Sayangnya, gawang Syahrul Fadil yang menggantikan Nadeo Argawinata sejak menit ke-24 terkoyak jelang bubaran. Menit ke-83 Sebastian Rasmussen berhasil mencatatkan namanya di papan skor untuk memperkecil ketertinggalan.
Paceklik gol di paruh kedua terus berlanjut hingga lima menit tambahan waktu.
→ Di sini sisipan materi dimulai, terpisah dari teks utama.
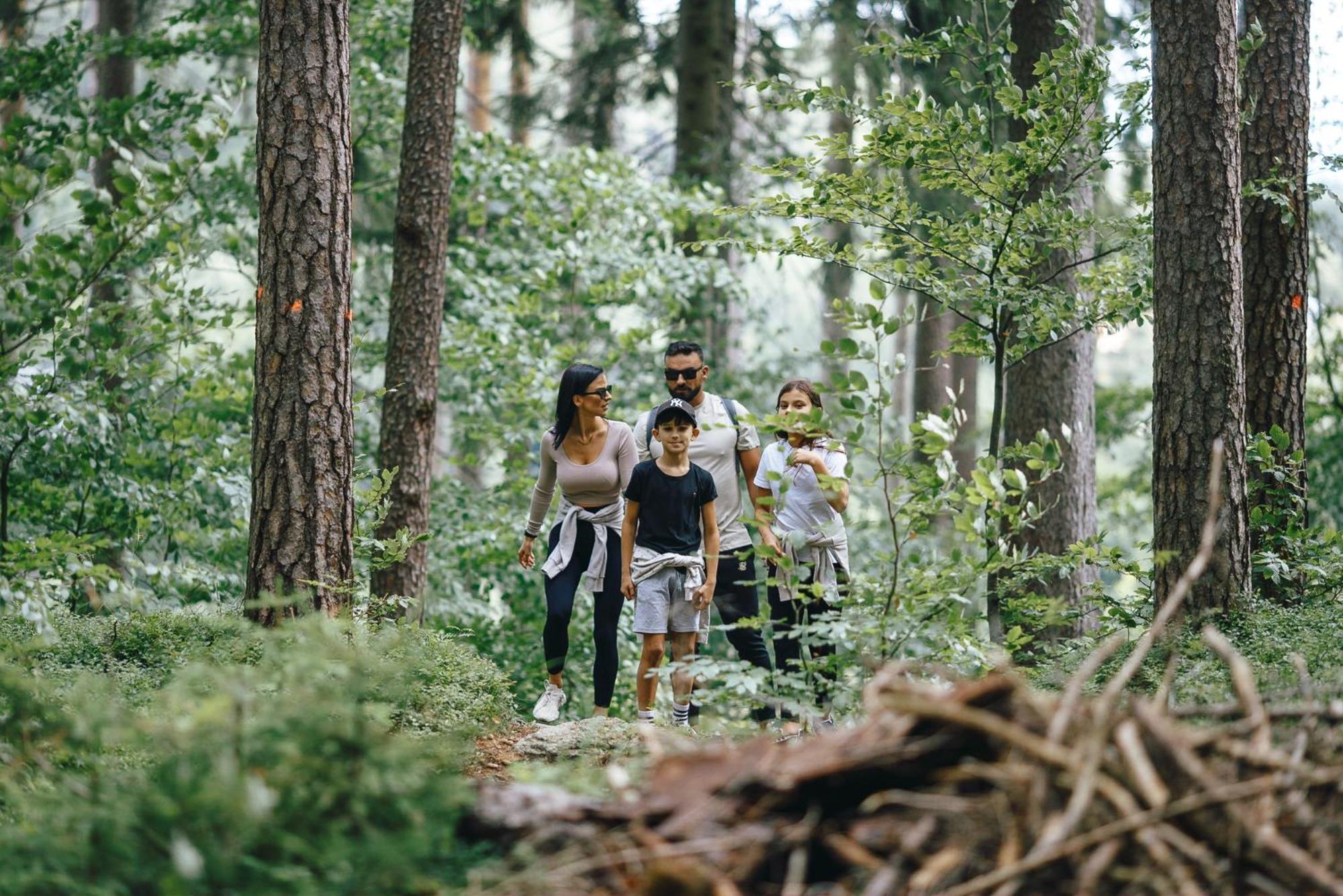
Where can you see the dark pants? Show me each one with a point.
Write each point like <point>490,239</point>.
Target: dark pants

Upaya dari Indonesia tetap tak membuahkan hasil.
Indonesia yang tetap mendominasi, memiliki sejumlah kesempatan baik melalui aksi individu, kerja sama, maupun percobaan dari luar kotak penalti, tetap tidak mampu memaksa Anthony Pintus memungut bola dari dalam gawangnya untuk ketiga kalinya.
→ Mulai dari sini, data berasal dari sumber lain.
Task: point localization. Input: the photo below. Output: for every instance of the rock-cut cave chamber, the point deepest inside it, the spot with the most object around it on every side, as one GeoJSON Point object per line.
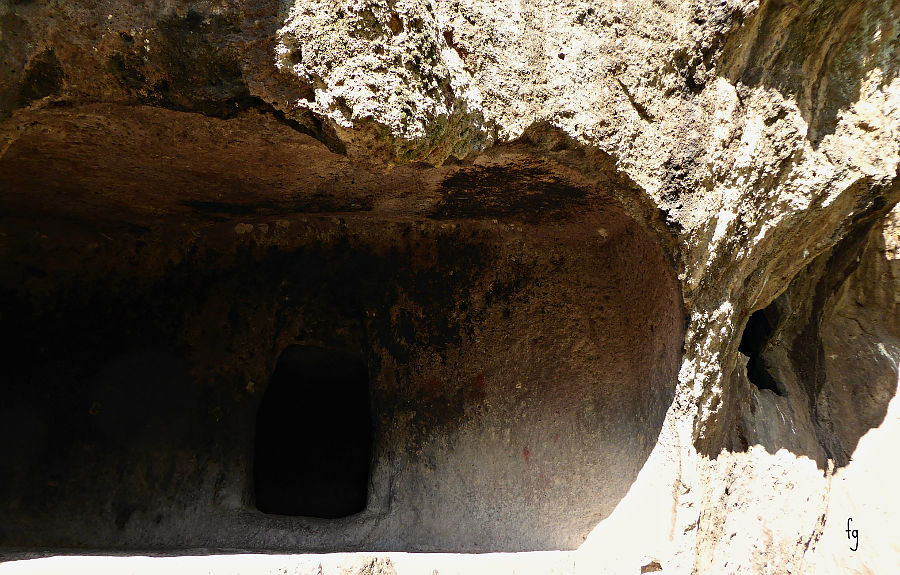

Jelas, sebagaimana terlihat di laga-laga sebelumnya, penyelesaian akhir masih menjadi salah satu pekerjaan rumah terbesar yang perlu diselesaikan Shin Tae-yong dan tim pelatih.
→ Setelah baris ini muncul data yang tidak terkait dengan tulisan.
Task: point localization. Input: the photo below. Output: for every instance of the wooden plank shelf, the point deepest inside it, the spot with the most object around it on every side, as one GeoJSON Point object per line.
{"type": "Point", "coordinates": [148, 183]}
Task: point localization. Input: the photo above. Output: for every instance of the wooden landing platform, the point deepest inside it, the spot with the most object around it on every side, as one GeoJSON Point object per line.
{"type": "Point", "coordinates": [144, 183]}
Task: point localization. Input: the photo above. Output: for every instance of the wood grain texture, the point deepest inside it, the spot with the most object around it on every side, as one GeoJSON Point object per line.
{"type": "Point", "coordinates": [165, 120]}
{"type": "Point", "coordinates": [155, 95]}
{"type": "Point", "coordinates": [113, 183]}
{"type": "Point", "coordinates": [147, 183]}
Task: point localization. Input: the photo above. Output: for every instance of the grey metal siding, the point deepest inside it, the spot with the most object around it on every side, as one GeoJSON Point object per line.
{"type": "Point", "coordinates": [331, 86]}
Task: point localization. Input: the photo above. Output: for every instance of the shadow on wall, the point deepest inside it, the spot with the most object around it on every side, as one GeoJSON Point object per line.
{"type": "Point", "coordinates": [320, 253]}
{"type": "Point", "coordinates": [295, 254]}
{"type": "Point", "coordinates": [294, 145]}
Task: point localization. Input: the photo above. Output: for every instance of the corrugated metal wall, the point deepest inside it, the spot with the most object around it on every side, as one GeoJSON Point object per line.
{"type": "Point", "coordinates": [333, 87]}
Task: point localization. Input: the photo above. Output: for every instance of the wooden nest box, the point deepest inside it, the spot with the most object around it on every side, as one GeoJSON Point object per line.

Banyak komentar pedas dari warganet usai laga. Menyoroti "finishing" para pemain Indonesia. Hal ini terus dibayangi salah satu pengalaman paling miris yang terjadi di pertandingan sebelumnya. Cerita Witan Sulaeman dan gawang kosong Thailand masih terus membayang.
Apakah bayangan gelap ini bakal tersaput di laga "hidup-mati" nanti?
Kedua, soliditas dan koordinasi antarlini. Di balik gol-gol penting yang dicetak dengan cara dan melalui proses ciamik, terselip berbagai kekurangan dari permainan Indonesia.
Dari berbagai aksi individu yang menuai decak kagum ada sisi lain yang perlu diperhatikan sebagai sebuah tim.
Dua laga terakhir menunjukkan rentannya Indonesia sehingga bisa dibobol dalam posisi memimpin. Saat-saat kritis ketika fokus dan konsentrasi mulai berkurang karena fisik yang mulai menurun, lawan justru bisa mengambil kesempatan.
Begitu juga ketika asyik menekan, Indonesia mudah kehilangan koordinasi sehingga terbuka celah yang bisa dimanfaatkan lawan.
Ada kritik pedas dari netizen Tanah Air usai laga kali ini. Itu terkait aksi individu para pemain Indoensia yang dianggap terlalu individualistis. Bermaksud menunjukkan skill yang dimiliki tetapi kemudian terbaca sebagai upaya mempertontonkan egoisme.